Reliable Learning of Halfspaces under Gaussian Marginals
This work addresses reliable learning scenarios for machine learning practitioners dealing with cost-sensitive errors in halfspace classification under Gaussian distributions, showing a computational separation from standard agnostic learning.
The paper tackles the problem of PAC learning halfspaces in the reliable agnostic model, where one type of error is more costly, by proposing a new algorithm for Gaussian halfspaces with sample and computational complexity expressed as d^{O(log(min{1/α, 1/ε}))}min(2^{log(1/ε)^{O(log(1/α))}},2^{poly(1/ε)}), and provides a Statistical Query lower bound suggesting the d^{Ω(log(1/α))} dependence is optimal.
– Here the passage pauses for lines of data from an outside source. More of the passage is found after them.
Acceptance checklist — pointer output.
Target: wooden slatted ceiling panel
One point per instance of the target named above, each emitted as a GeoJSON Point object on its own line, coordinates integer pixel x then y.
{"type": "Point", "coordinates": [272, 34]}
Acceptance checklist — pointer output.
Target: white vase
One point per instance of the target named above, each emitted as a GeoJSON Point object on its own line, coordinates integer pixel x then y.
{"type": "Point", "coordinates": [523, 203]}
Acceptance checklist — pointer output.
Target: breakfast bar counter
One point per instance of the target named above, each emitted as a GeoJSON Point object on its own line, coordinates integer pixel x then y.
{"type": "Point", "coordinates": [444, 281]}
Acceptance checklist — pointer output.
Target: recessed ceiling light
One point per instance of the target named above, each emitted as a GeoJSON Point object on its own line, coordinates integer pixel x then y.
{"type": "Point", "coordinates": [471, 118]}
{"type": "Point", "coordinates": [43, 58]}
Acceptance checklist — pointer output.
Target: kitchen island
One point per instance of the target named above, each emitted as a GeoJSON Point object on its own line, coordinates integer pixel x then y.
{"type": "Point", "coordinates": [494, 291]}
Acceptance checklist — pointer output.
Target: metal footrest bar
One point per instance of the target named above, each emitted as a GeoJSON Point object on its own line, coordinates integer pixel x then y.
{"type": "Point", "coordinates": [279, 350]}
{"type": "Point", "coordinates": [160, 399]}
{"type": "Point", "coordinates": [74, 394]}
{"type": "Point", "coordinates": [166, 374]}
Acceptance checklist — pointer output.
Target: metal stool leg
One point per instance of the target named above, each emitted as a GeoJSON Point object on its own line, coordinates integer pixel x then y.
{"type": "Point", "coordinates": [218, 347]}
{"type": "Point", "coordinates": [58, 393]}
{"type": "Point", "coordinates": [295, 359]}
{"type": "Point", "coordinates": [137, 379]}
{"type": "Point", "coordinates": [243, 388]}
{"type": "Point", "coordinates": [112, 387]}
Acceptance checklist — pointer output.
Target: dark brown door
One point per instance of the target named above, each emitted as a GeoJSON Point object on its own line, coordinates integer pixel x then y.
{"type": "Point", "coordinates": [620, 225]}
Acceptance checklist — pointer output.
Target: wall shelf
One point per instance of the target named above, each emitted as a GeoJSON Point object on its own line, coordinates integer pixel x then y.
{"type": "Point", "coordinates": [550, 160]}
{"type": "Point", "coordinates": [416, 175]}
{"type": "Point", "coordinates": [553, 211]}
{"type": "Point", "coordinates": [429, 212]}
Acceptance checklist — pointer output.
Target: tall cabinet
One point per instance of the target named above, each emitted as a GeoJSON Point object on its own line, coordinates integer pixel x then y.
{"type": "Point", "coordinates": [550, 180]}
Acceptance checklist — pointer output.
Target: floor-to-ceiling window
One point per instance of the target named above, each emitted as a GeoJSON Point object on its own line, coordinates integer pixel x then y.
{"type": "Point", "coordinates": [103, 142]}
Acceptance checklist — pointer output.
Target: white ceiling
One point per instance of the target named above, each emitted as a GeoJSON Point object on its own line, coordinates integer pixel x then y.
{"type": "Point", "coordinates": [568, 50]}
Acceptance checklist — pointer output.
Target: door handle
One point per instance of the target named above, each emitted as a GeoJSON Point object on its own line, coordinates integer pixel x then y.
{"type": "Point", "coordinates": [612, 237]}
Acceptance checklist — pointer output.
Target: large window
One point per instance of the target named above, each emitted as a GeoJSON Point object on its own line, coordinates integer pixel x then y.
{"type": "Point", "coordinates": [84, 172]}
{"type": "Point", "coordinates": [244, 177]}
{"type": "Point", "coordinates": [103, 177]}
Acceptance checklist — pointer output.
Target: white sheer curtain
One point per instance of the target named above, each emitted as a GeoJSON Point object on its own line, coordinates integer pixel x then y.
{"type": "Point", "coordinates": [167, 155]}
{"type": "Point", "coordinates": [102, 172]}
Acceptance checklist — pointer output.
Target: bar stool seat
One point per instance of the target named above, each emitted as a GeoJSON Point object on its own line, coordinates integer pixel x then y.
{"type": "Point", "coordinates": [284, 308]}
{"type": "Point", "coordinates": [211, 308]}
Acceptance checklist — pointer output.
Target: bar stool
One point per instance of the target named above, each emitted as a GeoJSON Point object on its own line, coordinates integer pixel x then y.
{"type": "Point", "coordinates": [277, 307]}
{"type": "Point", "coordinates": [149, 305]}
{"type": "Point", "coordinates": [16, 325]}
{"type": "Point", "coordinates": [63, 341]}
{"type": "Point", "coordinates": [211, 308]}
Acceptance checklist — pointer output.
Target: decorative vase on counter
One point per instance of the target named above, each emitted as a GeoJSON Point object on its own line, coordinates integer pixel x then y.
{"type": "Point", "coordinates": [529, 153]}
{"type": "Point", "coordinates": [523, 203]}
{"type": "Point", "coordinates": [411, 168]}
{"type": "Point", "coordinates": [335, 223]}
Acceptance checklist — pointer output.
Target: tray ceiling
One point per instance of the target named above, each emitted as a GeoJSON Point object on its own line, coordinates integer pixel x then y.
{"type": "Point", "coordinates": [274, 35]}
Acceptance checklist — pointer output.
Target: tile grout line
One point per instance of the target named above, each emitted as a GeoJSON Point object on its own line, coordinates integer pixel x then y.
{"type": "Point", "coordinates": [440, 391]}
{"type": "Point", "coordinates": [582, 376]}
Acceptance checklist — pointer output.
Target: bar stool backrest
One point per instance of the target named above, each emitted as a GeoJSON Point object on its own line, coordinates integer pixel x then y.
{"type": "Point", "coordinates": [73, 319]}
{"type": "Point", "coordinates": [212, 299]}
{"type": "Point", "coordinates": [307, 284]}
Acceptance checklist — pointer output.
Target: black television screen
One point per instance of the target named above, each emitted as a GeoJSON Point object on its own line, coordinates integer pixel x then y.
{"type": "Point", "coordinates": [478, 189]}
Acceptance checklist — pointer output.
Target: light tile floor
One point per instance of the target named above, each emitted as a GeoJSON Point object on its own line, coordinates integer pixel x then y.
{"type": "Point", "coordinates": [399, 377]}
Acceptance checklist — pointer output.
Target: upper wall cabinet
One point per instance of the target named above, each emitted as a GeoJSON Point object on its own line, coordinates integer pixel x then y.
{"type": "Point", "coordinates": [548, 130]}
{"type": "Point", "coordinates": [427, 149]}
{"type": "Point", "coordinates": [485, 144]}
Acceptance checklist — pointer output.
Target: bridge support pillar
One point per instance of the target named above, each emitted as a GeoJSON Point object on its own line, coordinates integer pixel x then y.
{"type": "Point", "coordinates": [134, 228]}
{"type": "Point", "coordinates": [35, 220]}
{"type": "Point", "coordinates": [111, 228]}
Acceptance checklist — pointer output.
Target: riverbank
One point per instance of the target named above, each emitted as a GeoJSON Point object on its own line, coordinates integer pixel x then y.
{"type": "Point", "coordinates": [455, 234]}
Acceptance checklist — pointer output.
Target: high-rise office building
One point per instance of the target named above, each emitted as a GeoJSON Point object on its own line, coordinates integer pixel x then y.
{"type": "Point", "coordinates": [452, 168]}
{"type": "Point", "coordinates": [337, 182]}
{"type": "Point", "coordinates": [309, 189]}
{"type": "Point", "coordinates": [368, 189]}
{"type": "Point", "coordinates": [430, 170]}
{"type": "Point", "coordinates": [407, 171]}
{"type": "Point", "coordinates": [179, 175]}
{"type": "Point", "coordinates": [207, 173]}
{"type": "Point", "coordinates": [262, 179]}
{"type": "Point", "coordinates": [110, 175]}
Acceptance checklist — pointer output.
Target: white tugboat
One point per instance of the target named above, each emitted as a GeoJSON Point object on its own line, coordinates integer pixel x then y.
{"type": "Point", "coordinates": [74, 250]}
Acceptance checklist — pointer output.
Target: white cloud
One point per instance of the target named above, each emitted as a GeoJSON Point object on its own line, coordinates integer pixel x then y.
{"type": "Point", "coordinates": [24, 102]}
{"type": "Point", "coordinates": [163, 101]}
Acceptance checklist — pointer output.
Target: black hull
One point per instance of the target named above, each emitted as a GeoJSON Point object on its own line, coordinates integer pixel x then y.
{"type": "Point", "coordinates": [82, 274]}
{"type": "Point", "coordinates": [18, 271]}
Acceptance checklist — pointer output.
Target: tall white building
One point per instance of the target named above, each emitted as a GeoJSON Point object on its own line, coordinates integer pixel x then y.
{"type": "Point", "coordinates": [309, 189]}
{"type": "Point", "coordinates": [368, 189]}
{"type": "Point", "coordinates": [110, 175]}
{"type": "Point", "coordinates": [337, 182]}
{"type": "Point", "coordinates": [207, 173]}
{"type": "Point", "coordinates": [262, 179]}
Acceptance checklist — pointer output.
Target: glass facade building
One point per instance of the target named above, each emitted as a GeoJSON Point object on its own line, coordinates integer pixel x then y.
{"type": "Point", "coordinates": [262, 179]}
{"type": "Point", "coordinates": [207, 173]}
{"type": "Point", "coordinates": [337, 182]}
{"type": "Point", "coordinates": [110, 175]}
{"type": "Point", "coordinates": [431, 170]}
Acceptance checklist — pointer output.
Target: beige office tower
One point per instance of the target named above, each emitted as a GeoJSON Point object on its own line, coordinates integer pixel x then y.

We study the problem of PAC learning halfspaces in the reliable agnostic model of Kalai et al. (2012). The reliable PAC model captures learning scenarios where one type of error is costlier than the others. Our main positive result is a new algorithm for reliable learning of Gaussian halfspaces on $\mathbb{R}^d$ with sample and computational complexity $$d^{O(\log (\min\{1/α, 1/ε\}))}\min (2^{\log(1/ε)^{O(\log (1/α))}},2^{\mathrm{poly}(1/ε)})\;,$$ where $ε$ is the excess error and $α$ is the bias of the optimal halfspace. We complement our upper bound with a Statistical Query lower bound suggesting that the $d^{Ω(\log (1/α))}$ dependence is best possible. Conceptually, our results imply a strong computational separation between reliable agnostic learning and standard agnostic learning of halfspaces in the Gaussian setting.